ECO303 Varian Chapter24_Monopoly
Chapter 24: Monopoly
Pure Monopoly
Definition: A monopolized market has a single seller.
Demand Curve: The monopolist’s demand curve is the downward sloping market demand curve.
The monopolist can influence the market price by adjusting output.
Price and Output Relationship
Higher output (y) causes a lower market price (p(y)).
Causes of Monopolies
Legal Fiat: E.g., the US Postal Service.
Patents: E.g., protection for new drugs.
Sole Ownership of Resources: E.g., toll highways.
Formation of a Cartel: E.g., OPEC.
Large Economies of Scale: E.g., local utility companies.
Profit Maximization in Monopolies
Monopolists seek to maximize economic profit by selecting an output level (y*) that maximizes profit.
Profit Function: II(y) = p(y)y - c(y)
Conditions for Maximization: At y*,
dII(y)/dy = 0
Marginal Revenue (MR): MR(y*) = MC(y*)
Marginal Revenue
Definition: Marginal revenue is the rate of change of revenue as the output level increases.
Calculation: d (p(y)y)/dy = p(y) + y(dp(y)/dy)
General Result: MR(y) < p(y) for output y > 0 due to the downward slope of the demand curve.
Marginal Cost
Definition: Marginal cost is the rate of change of total cost as output increases.

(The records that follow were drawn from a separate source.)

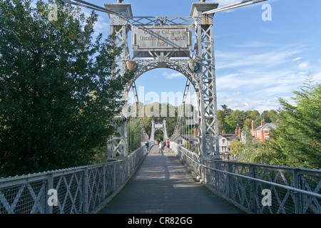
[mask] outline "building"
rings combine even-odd
[[[254,120],[252,120],[252,136],[264,142],[265,140],[270,138],[271,133],[277,128],[277,124],[278,121],[277,121],[277,124],[272,123],[265,123],[264,120],[262,120],[261,125],[254,128]]]
[[[239,139],[238,134],[222,134],[218,135],[218,146],[220,155],[230,153],[229,145],[233,140]]]

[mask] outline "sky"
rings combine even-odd
[[[240,1],[206,2],[217,2],[221,7]],[[103,6],[116,1],[90,2]],[[134,16],[189,16],[193,2],[199,1],[123,1],[131,4]],[[269,21],[262,17],[266,4],[270,6]],[[98,13],[95,31],[108,36],[108,16]],[[292,91],[300,90],[308,74],[315,82],[321,81],[320,0],[270,0],[218,12],[214,15],[213,36],[218,109],[225,104],[233,110],[277,110],[277,98],[292,103]],[[152,93],[158,94],[160,102],[162,92],[183,93],[185,81],[177,71],[158,68],[143,74],[136,84],[140,100],[147,104]]]

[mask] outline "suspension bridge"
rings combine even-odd
[[[122,1],[101,7],[65,0],[108,14],[115,45],[123,47],[115,70],[135,70],[124,88],[127,105],[111,123],[117,130],[106,162],[0,179],[0,214],[320,213],[321,171],[220,158],[213,16],[264,1],[221,8],[201,1],[193,4],[189,16],[170,17],[134,16]],[[161,68],[187,78],[170,137],[165,120],[152,122],[147,135],[135,84],[144,73]],[[160,152],[154,139],[158,128],[170,139]],[[180,137],[187,146],[178,143]]]

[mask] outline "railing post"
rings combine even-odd
[[[113,192],[116,192],[116,162],[113,163]]]
[[[297,174],[298,170],[299,169],[297,168],[293,169],[293,185],[294,187],[300,189],[299,175]],[[298,192],[292,192],[292,193],[295,196],[295,214],[301,214],[302,213],[301,194]]]
[[[85,168],[84,177],[83,177],[83,192],[84,192],[84,201],[83,201],[83,211],[85,214],[88,213],[88,187],[89,187],[89,177],[88,173],[88,167]]]
[[[232,168],[232,164],[228,163],[228,172],[232,172],[233,168]],[[231,199],[232,197],[232,175],[230,174],[228,174],[228,197],[229,199]]]
[[[48,190],[54,188],[54,175],[52,173],[49,175],[48,180],[47,180],[47,183],[48,183],[48,188],[47,188],[47,192],[45,192],[46,195],[47,194]],[[45,199],[48,199],[49,196],[48,195],[46,195],[46,196],[47,197],[45,197]],[[49,206],[49,204],[48,204],[47,200],[46,200],[45,203],[46,204],[46,207],[47,208],[46,214],[52,214],[52,209],[53,209],[54,206]]]
[[[253,165],[249,166],[250,169],[250,177],[255,178],[255,171],[254,169],[254,167]],[[255,192],[255,180],[250,180],[251,184],[250,185],[250,212],[254,212],[258,213],[257,210],[257,205],[256,205],[256,198],[258,197],[258,195]]]
[[[103,200],[105,200],[106,194],[106,165],[103,166]]]

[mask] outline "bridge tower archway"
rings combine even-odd
[[[136,68],[135,78],[124,88],[123,99],[126,100],[128,91],[136,87],[136,79],[148,71],[166,68],[181,73],[193,84],[198,98],[200,155],[210,155],[215,159],[219,159],[220,156],[214,14],[202,13],[215,9],[218,6],[218,4],[213,2],[193,3],[189,16],[169,17],[133,16],[131,4],[105,4],[106,9],[118,14],[108,14],[111,33],[116,34],[115,45],[123,47],[121,55],[116,61],[118,66],[116,70],[123,73],[127,64],[131,63]],[[129,33],[131,37],[128,37]],[[128,44],[128,40],[131,40],[131,45]],[[198,66],[197,69],[188,66],[194,63]],[[121,142],[115,146],[126,153],[126,134],[122,134],[121,138]]]

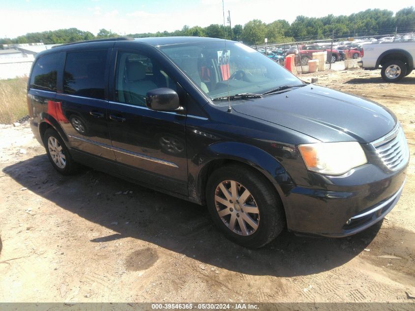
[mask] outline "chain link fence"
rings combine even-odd
[[[268,44],[252,47],[282,66],[285,64],[285,57],[294,54],[295,68],[292,71],[295,74],[299,75],[310,72],[308,61],[317,57],[314,54],[316,53],[327,54],[324,70],[344,70],[359,68],[358,62],[363,55],[363,44],[415,40],[414,32],[336,39],[334,39],[334,33],[332,33],[330,36],[331,39]],[[322,69],[320,65],[319,71]]]

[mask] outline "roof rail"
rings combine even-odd
[[[59,44],[58,45],[55,45],[52,47],[54,48],[57,48],[58,47],[65,46],[67,45],[72,45],[72,44],[78,44],[78,43],[89,43],[89,42],[102,42],[105,41],[124,41],[127,40],[134,40],[134,38],[131,37],[118,37],[117,38],[104,38],[103,39],[94,39],[93,40],[85,40],[84,41],[77,41],[76,42],[71,42],[70,43],[65,43],[64,44]]]

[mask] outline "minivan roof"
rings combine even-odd
[[[103,39],[96,39],[85,41],[71,42],[65,44],[55,45],[53,48],[56,48],[67,45],[90,43],[97,42],[112,42],[117,41],[134,41],[136,42],[147,43],[154,46],[161,45],[168,45],[170,44],[178,44],[179,43],[190,43],[194,42],[205,42],[210,41],[225,41],[224,39],[217,38],[208,38],[206,37],[149,37],[147,38],[132,38],[131,37],[118,37],[117,38],[108,38]]]
[[[130,42],[132,45],[135,43],[144,43],[154,47],[159,47],[173,44],[181,44],[184,43],[193,43],[197,42],[223,42],[224,39],[217,38],[208,38],[205,37],[152,37],[148,38],[131,38],[129,37],[119,37],[117,38],[109,38],[105,39],[97,39],[94,40],[72,42],[66,44],[56,45],[52,49],[43,51],[37,54],[36,57],[40,57],[46,54],[62,51],[69,50],[78,50],[93,48],[95,47],[110,47],[111,45],[115,44],[115,41],[124,41],[126,43]]]

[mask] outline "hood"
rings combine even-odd
[[[232,108],[325,142],[370,142],[391,131],[397,122],[386,107],[313,85],[244,101]]]

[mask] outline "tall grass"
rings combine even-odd
[[[0,80],[0,123],[15,122],[28,114],[28,77]]]

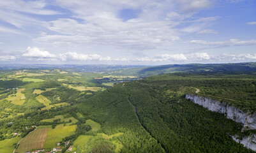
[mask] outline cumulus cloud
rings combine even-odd
[[[191,43],[208,45],[208,46],[248,46],[256,45],[255,40],[239,40],[236,39],[230,39],[228,41],[207,41],[204,40],[192,40]]]
[[[248,25],[251,25],[251,26],[252,26],[252,25],[256,25],[256,21],[247,22],[246,24],[248,24]]]
[[[218,33],[213,29],[205,29],[200,31],[197,32],[198,34],[218,34]]]
[[[59,54],[61,61],[110,61],[110,57],[103,57],[98,54],[83,54],[76,52],[66,52]]]
[[[11,61],[17,59],[17,57],[13,55],[0,56],[1,61]]]
[[[183,54],[163,54],[156,57],[158,59],[162,60],[170,60],[170,61],[186,61],[187,60],[186,57]]]
[[[22,56],[36,57],[36,58],[54,58],[56,57],[54,54],[49,53],[36,47],[28,47],[26,50],[27,52],[22,54]]]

Example: If c(y) = F + ay + by², then MC(y) = a + 2by.
Profit Maximization Example
Given functions: p(y) = a - by and c(y) = F + ay + by².
Optimal output level y*: Solve
MR(y*) = MC(y*): a - 2by* = a + 2By*
Monopolistic Pricing & Elasticity of Demand
If market demand becomes less sensitive to price changes, the monopolist may cause the market price to rise (exploit elasticity).
Simplified equation relationships involving MR and average elasticity of demand defined.
Markup Pricing
Definition: The output price is marginal cost plus a markup.
Impact of Elasticity: As elasticity rises towards -1, monopolist's markup increases, and the price-cost relationship evolves based on demand elasticity.
Example Calculations show how markup varies with demand elasticity.
Effects of Taxes on Monopoly Profits
Profits Tax
A profits tax leads to reductions in profits but does not alter monopolistic output or price choices; it is a neutral tax.
Quantity Tax
A quantity tax increases marginal costs, decreasing profits and causing market prices to rise and input demands to drop. This is a distortionary tax.
Inefficiency of Monopoly
Pareto efficiency is achieved when total gains-to-trade are maximized. Monopoly leads to inefficiency as it does not produce at this level.
Deadweight Loss: A measure of lost efficiency in trade due to monopoly production below the efficient output level.
Natural Monopoly
Definition: Arises from economies of scale allowing a single firm to supply the market at lower average costs compared to multiple firms.
Regulation of Natural Monopolies
Challenges and Solutions: Natural monopolies cannot simply be forced to use marginal cost pricing as it may lead to losses and exit from the market.
Effective regulatory schemes must enable natural monopolists to produce efficiently without exit.